Maison européenne des pouvoirs locaux français : La politique de cohésion doit demeurer une politique communautaire majeure

La politique de cohésion doit bénéficier aux territoires de tous les pays de l’Union et garantir des financements adéquats, pérennes et suffisants pour leur développement, selon la Maison européennes des pouvois locaux français. Dans la perspective de la Présidence française de l’UE en 2008, les collectivités locales demandent ainsi au gouvernement d’oeuvrer pour que la politique de cohésion demeure une politique communautaire majeure.
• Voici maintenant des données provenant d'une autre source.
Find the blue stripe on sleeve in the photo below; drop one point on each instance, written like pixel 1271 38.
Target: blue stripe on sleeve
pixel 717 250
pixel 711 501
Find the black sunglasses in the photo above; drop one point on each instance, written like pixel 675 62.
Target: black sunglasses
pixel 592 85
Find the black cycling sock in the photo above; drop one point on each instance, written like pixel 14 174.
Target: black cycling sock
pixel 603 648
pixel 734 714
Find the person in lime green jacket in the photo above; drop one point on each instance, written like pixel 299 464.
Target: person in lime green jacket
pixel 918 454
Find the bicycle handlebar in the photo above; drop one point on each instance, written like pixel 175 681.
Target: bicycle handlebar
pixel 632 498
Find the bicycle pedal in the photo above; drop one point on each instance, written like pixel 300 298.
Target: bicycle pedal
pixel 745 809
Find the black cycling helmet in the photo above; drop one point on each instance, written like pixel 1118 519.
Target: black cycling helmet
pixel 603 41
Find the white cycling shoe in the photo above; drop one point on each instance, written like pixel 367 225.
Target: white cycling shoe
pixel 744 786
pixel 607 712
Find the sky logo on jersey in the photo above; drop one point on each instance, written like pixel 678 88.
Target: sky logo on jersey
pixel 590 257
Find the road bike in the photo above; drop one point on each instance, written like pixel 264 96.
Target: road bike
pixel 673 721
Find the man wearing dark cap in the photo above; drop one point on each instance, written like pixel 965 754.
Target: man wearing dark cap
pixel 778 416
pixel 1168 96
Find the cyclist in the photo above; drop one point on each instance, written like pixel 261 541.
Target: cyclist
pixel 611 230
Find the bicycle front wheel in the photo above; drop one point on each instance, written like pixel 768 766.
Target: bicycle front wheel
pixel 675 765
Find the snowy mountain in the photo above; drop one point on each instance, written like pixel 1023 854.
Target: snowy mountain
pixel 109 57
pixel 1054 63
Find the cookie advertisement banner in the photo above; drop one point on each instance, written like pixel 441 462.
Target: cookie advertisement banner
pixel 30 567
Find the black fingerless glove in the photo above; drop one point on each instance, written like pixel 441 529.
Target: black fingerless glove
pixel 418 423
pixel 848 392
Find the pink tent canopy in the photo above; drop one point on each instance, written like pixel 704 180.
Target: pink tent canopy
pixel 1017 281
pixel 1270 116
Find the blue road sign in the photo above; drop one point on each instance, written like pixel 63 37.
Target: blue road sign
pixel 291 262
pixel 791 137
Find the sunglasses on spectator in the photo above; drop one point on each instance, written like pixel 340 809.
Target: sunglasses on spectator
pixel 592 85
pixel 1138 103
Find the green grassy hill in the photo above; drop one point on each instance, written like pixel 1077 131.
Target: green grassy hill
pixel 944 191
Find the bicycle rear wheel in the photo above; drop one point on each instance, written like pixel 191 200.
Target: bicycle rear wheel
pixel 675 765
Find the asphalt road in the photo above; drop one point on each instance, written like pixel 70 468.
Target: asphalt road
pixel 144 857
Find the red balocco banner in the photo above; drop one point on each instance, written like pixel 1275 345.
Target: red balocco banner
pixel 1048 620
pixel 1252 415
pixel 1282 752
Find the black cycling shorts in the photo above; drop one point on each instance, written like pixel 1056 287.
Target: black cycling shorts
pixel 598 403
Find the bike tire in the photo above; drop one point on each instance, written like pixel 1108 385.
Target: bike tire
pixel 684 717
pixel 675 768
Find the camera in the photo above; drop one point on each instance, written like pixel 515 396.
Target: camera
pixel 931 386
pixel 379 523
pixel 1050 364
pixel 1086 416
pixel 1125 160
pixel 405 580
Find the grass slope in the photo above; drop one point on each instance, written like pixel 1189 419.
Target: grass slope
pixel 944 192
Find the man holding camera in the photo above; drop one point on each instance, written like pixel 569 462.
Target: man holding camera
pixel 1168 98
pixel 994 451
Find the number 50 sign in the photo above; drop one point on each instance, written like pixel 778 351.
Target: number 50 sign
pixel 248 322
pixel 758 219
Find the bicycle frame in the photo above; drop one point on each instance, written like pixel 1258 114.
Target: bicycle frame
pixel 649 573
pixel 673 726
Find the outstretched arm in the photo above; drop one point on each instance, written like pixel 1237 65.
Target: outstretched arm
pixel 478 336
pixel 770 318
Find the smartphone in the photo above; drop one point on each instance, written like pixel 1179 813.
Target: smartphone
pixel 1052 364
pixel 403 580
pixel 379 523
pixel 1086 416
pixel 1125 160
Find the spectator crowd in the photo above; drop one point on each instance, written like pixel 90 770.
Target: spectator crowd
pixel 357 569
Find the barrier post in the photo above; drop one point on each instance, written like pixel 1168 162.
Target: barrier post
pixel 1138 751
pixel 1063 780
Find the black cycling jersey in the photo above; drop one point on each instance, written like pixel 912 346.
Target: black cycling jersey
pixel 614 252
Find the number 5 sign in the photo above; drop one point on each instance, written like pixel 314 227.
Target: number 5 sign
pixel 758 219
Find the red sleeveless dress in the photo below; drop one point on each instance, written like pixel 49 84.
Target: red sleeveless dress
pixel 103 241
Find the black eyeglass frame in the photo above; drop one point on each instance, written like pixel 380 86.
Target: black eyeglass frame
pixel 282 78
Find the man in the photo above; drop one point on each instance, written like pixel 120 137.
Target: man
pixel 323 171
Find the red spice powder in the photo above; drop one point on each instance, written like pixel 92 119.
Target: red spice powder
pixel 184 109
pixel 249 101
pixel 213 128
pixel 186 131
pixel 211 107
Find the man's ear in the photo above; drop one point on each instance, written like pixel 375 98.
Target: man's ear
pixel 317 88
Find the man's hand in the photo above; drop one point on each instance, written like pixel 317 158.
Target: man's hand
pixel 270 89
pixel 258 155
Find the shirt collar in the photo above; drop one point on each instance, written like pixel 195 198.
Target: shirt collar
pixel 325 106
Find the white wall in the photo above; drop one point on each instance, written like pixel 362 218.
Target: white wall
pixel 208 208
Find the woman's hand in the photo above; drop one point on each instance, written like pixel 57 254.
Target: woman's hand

La politique de cohésion doit bénéficier aux territoires de tous les pays de l’Union et garantir des financements adéquats, pérennes et suffisants pour leur développement, selon la Maison européennes des pouvois locaux français. Dans la perspective de la Présidence française de l’UE en 2008, les collectivités locales demandent ainsi au gouvernement d’oeuvrer pour que la politique de cohésion demeure une politique communautaire majeure.

Diagnostic :

  • Situation actuelle

L’adoption des derniers documents de la nouvelle période de programmation de la politique régionale est en cours. Pour la période 2007-2013, l’accent a été placé sur les objectifs d’innovation, de croissance et d’emploi. Désormais, les priorités de la politique de cohésion sont liées à celles de la stratégie de Lisbonne révisée. Pour 2007-2013, la politique de cohésion dispose d’un budget de 308 milliards d’Euros, soit 36% du budget européen, distribué par l’intermédiaire du FEDER, du FSE et du Fonds de cohésion.

  • Problématique

Le 12 septembre, la Commission européenne a lancé le débat sur le réexamen du budget communautaire, prévu en 2008 – 2009. Parallèlement, un « Bilan de santé de la PAC » est attendu pour 2008. Enfin, la publication du quatrième rapport de cohésion en mai dernier pose des questions sur les défis qui se présentent à la politique de cohésion et lance une consultation dont les résultats seront présentés en 2008.

L’adaptation de la politique de cohésion, de ses finalités et instruments futurs, et au-delà la réorientation des priorités et des moyens du budget européen, seront sans aucun doute des thèmes prioritaires dans les prochaines années et sous Présidence française. La question de l’avenir de la politique de cohésion est posée, alors que certains souhaitent mobiliser le budget européen en faveur d’autres politiques communautaires, et que d’autres sont partisans d’une concentration de la politique régionale sur les seules régions les plus défavorisées de l’UE, ou même d’une « renationalisation » de la politique de cohésion.

Solutions envisagées :

Alors que les questions ont été posées et la réflexion lancée, la Présidence française peut être le moment où les premières réponses sont apportées et les priorités définies. Ainsi, elle pourrait œuvrer de manière à ce que la politique de cohésion demeure une politique communautaire majeure et bénéficie d’une part conséquente du budget européen au profit des territoires des vingt-sept États membres.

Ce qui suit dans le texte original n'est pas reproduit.